Syria accuses Turkey of ‘flagrant violation of sovereignty’

On way to fight ‘Islamic State’

DAMASCUS - Syria accused Turkey on Thursday of a "flagrant violation" of its sovereignty, as Ankara allowed Iraqi Kurdish peshmerga fighters and opposition rebels to cross its border to battle jihadists.
"Once again, Turkey has shown its conspiratorial role... by allowing foreign forces and terrorist groups to enter Syria," said a foreign ministry statement reported by state television.
"This constitutes a flagrant violation of Syrian sovereignty."
A delegation of peshmerga fighters crossed into the Syrian border town of Kobane Thursday to reinforce Kurds defending the town against the Islamic State (IS) group.
They followed a group of fighters from the rebel Free Syrian Army (FSA) who entered the previous day.

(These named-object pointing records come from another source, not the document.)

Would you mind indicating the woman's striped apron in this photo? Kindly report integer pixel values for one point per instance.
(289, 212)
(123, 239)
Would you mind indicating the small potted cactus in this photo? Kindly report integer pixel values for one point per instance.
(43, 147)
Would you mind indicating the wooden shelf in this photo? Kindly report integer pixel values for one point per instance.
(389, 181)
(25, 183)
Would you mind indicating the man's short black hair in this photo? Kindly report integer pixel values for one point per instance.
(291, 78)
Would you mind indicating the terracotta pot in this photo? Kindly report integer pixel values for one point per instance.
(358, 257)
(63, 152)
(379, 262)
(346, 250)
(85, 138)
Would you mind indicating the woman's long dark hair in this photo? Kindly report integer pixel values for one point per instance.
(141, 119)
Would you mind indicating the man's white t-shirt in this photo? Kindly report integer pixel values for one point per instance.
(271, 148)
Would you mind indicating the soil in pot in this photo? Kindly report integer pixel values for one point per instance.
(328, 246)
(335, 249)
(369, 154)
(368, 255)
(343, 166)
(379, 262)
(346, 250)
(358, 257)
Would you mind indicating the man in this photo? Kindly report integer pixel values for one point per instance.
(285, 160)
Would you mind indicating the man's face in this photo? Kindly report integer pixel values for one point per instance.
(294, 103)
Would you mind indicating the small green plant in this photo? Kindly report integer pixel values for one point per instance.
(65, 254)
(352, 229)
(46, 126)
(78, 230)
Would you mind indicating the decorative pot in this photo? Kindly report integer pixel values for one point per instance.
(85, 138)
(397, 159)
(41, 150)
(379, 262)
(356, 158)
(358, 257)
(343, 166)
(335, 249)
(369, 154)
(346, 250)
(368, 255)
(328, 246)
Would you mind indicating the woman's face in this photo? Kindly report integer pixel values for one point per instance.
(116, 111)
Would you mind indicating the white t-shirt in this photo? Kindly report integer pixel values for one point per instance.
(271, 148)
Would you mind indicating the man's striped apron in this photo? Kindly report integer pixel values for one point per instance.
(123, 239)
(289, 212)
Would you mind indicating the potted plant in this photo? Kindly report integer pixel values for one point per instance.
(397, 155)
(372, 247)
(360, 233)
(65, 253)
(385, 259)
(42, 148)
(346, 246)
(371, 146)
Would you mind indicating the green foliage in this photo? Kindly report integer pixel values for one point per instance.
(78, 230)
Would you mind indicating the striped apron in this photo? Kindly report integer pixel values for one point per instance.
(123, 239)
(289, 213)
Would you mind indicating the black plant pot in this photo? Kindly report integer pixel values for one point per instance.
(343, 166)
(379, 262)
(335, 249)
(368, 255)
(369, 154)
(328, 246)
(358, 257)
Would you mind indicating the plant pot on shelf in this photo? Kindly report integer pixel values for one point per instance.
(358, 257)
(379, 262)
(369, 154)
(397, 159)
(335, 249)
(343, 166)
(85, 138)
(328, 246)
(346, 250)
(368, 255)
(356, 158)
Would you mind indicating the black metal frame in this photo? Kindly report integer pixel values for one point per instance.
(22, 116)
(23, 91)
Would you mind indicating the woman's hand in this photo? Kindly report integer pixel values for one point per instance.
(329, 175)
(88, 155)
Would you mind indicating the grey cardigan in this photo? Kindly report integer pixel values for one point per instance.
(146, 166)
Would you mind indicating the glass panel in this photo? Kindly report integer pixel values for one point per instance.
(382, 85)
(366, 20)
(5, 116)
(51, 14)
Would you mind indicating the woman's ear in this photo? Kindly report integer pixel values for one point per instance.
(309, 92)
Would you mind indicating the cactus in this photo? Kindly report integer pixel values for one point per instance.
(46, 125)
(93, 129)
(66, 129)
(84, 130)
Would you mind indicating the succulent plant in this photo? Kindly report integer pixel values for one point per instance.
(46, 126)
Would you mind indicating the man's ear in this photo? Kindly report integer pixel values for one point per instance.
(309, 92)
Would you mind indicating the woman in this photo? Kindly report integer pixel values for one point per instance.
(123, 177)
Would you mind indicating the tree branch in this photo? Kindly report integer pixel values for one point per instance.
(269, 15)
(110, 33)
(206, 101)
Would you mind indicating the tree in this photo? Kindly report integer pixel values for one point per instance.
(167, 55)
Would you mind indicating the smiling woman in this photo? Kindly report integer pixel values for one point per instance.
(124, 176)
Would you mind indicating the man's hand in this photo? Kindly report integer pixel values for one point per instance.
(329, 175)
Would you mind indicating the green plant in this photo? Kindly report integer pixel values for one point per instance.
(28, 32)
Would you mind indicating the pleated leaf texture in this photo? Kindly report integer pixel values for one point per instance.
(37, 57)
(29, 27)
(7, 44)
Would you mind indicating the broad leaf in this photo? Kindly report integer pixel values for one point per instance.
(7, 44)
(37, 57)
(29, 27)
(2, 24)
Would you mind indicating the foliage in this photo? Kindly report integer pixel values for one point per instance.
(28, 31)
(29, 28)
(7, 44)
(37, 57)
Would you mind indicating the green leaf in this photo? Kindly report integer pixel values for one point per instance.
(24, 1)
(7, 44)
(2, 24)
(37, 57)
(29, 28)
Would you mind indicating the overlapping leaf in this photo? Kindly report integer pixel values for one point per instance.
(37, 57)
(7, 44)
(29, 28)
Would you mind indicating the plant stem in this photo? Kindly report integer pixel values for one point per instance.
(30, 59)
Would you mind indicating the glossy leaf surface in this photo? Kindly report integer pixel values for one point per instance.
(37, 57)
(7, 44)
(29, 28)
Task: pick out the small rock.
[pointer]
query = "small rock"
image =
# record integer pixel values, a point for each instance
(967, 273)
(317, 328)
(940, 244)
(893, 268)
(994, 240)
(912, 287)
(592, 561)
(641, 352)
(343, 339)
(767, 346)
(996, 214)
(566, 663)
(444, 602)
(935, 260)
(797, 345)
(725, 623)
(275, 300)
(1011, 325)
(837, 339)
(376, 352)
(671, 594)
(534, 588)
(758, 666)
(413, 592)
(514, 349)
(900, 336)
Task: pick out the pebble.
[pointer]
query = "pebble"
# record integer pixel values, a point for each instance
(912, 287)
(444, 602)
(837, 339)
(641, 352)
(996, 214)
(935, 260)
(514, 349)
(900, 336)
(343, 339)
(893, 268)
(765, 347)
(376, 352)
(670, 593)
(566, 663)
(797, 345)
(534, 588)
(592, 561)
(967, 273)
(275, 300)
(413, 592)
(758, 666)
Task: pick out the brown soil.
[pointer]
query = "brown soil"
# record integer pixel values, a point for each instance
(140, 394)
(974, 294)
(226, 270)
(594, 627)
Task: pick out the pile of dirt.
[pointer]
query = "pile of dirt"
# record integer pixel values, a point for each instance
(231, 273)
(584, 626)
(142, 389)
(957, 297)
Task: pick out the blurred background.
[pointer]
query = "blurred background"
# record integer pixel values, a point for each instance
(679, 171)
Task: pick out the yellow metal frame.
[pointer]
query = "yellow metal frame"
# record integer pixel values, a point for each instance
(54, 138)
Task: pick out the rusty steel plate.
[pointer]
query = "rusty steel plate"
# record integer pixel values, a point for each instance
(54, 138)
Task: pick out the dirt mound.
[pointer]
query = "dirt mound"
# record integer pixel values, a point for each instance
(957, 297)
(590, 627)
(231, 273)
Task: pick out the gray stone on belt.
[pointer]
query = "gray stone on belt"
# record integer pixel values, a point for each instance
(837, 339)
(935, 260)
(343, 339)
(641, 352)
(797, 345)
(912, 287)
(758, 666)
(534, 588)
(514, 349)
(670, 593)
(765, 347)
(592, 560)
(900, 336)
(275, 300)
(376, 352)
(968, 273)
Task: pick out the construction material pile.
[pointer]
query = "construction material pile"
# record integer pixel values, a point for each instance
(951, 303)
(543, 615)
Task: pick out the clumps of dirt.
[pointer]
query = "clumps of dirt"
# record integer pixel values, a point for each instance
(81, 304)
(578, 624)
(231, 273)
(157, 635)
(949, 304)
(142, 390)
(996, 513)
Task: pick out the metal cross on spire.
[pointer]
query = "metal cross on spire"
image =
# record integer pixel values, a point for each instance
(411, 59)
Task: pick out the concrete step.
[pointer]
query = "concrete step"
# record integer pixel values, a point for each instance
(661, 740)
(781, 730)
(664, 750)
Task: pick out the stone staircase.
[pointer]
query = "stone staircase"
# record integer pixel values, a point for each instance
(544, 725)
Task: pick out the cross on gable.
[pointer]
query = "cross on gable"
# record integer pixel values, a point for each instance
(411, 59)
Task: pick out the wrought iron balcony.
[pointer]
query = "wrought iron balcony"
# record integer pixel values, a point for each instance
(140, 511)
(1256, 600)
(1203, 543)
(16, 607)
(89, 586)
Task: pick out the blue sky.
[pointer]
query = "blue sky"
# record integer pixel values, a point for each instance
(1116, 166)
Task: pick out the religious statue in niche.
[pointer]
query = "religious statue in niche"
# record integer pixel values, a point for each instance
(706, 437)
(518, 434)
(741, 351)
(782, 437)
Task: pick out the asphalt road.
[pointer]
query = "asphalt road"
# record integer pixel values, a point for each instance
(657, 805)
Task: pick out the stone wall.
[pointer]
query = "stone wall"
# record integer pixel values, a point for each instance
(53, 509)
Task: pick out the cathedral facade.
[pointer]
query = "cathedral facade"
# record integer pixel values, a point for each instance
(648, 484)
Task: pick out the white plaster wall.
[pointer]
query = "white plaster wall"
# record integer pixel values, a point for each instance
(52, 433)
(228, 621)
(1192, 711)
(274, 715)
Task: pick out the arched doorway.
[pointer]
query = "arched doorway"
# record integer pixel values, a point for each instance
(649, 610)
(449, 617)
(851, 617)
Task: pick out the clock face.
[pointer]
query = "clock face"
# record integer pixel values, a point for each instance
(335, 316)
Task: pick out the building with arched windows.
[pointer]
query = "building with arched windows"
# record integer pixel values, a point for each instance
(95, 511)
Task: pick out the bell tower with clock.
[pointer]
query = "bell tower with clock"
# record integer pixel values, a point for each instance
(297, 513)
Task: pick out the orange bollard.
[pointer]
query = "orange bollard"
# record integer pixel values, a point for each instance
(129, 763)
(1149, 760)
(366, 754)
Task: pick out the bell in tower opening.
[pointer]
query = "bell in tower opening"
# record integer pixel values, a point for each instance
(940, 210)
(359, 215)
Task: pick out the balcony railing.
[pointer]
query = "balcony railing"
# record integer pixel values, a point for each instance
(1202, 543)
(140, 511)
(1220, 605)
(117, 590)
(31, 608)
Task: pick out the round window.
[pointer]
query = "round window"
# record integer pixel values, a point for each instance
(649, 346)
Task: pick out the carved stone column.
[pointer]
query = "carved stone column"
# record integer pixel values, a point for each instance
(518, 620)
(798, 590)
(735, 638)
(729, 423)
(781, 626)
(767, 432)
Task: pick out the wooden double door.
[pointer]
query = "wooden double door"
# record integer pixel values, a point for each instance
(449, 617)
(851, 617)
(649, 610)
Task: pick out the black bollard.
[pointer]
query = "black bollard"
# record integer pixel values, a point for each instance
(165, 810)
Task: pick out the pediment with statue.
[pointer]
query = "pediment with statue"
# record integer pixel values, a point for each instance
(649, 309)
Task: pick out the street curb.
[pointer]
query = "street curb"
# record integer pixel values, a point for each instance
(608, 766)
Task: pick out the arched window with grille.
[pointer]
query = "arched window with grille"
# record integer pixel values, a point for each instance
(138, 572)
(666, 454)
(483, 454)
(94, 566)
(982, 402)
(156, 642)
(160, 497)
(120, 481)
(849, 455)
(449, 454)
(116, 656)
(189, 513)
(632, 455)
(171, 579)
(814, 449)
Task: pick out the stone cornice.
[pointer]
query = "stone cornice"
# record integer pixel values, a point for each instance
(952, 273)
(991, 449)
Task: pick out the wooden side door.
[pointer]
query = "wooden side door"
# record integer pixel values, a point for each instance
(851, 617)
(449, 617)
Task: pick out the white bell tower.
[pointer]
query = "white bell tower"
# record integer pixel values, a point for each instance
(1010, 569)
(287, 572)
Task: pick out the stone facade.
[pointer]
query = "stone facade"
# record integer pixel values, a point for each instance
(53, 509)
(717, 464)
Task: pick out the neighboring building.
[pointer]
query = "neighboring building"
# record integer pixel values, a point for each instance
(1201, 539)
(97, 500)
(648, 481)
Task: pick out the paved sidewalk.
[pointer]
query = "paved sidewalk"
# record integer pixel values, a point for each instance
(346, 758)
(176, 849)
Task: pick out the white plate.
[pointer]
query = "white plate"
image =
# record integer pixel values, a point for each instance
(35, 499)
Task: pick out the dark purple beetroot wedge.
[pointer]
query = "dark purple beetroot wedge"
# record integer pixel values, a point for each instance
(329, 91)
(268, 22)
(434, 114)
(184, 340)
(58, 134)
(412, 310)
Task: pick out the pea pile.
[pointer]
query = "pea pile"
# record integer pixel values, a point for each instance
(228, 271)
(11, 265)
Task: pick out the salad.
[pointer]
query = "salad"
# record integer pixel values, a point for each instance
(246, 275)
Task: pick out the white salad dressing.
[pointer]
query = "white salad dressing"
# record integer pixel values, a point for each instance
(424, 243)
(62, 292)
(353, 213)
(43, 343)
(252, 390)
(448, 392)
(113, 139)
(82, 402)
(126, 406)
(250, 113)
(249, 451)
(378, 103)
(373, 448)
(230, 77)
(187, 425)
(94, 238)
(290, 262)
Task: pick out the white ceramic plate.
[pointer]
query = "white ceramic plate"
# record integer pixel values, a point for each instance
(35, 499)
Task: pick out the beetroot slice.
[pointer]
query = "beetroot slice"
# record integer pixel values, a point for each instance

"Syria denounces and rejects this disgraceful behaviour by the Turkish government and by its accomplices, who have been responsible for the Syrian crisis from the beginning," said the statement, referring to US pressure to allow the peshmerga and rebels access.
The regime of President Bashar al-Assad has systematically blamed Ankara -- a former ally -- as well as Washington and Gulf countries for the war that has ravaged Syria for more than three years.
The conflict began as a peaceful revolt demanding political change, but later morphed into a brutal civil war after Damascus unleashed a countrywide crackdown against dissent.